I keep hearing how GOP US Senate candidate Mike McGavick is such a shrewd political operator… how he engineered Slade Gorton’s, triumphant, come-from-behind return to the Senate, and how we shouldn’t underestimate him. And then he goes and does something like this.
Barely pausing to take a breath, Iran announced with defiance that it is pursuing further nuclear capabilities and that it wants Israel wiped off the map.
The international community has rightly turned, for now, to diplomacy, but thus far Iran seems to be growing more defiant. Iranian president Mahmoud Ahmadinejad recently said, “Our answer to those who are angry about Iran achieving the full nuclear fuel cycle is just one phrase–We say, ‘Be angry at us and die of this anger.'”
So, what now? More violence? More words? How do we get across to the people of Iran that their government is, by these actions, isolating itself from the world community? How do we make it clear to Iranians that denying the Holocaust is unacceptable?
The answer: soccer.
Don’t bother waiting for the punch line, you’ll never find one. (At least not one McGavick intended.) Writing in The Weekly Standard, McGavick apparently argues that the best way to make Iran “understand the consequences associated with its headlong push towards developing nuclear weapons”… is to ban its soccer team from competing for the World Cup.
Really.
McGavick takes the time to write a major foreign policy piece for a national publication, and this is what he comes up with? The key to heading off nuclear proliferation in Iran is to ban its soccer team from international play? And I suppose, if that drastic measure doesn’t work, then we can resort to nuking them, huh Mike?
McGavick’s proposal not only provides a stunningly simplistic analysis of international diplomacy, it is also utterly ridiculous from start to finish. First, McGavick goes out of his way to reveal that he has played rugby for 25 years… a great line if you’re trying to pick up voters in a bar, but not exactly testament to his foreign policy credentials. Then a full third of McGavick’s 1000-word piece goes on to discuss similar sanctions against South Africa’s rugby team during the 70s — as if that was the key to ending apartheid — while ignoring the fact that the South African sanctions were aimed at the white, minority electorate who held political control, whereas the Iranian people are virtually powerless to remove their hardline mullahs, short of armed rebellion.

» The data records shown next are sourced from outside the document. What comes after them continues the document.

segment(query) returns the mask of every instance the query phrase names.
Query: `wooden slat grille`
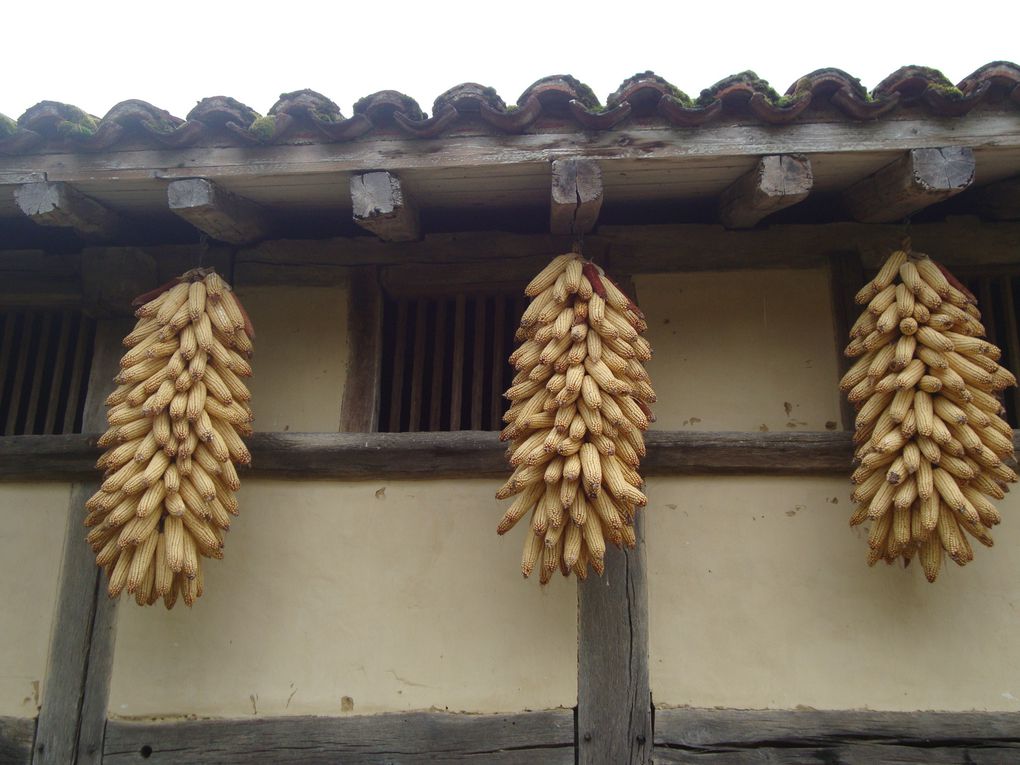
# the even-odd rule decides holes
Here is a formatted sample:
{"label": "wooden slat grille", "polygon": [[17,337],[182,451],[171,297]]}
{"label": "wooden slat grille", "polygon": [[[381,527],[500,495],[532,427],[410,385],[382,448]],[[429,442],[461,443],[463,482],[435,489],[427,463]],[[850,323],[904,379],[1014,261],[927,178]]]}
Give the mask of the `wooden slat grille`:
{"label": "wooden slat grille", "polygon": [[0,311],[0,435],[82,431],[95,334],[80,311]]}
{"label": "wooden slat grille", "polygon": [[387,299],[379,429],[501,429],[524,304],[504,294]]}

But perhaps the most shockingly stupid passage in McGavick’s piece was this:
If they are allowed to play this coming June, Iran will begin the competition in Nuremburg, Germany. Think of it! Nuremburg! In the same stadium, Frankenstadion, where the Nazi youth first practiced how to march in 1931, and right across the street from where the infamous 1937 Nazi political rallies took place, the Zeppelin Field.
It is insane to think that Iran, which has publicly declared that the Holocaust never took place, should play on that field as though nothing is wrong.
Uh… yeah, because you wouldn’t want to um, taint the hallowed grounds of Frankenstadion with anti-semites.
I mean… what the fuck? Sure, it’s not fair to take those couple paragraphs out of context, but they sure as hell come off as a tribute to the glories of 1930s Nazi Germany. You’d think a staffer might have tried to edit this before sending it off to the Standard.
But McGavick’s proposal not only paints him as a foreign policy lightweight (not to mention a lousy writer,) it also suggests a bit of ignorance about international soccer. Iran is currently ranked 22nd worldwide (and on many independent polls, much lower) and had the misfortune of drawing an incredibly tough first-round grouping with both Mexico (6) and Portugal (8).
You want to stick it to the Iranian people? Let them watch their beloved team have their heads handed to them by the Mexicans, followed by a good ol’ fashioned Portugese ass-whooping. The smart money says that two games into the competition, Iran’s World Cup ambitions will be over.
Still, the purpose of art, sports, and cultural exchanges such as the World Cup is to bring people closer together, and McGavick’s call to politicize the games is contrary to the very ideal of international competition. “The goal of Olympism,” explained Baron Pierre de Coubertin, who founded the modern Olympics, “is to place sport at the service of the harmonious development of man, with a view to encouraging the establishment of a peaceful society.”
Or, I suppose, we could just follow McGavick’s advice and use it as just another tool in our nearly three-decades-long political spat with Iran.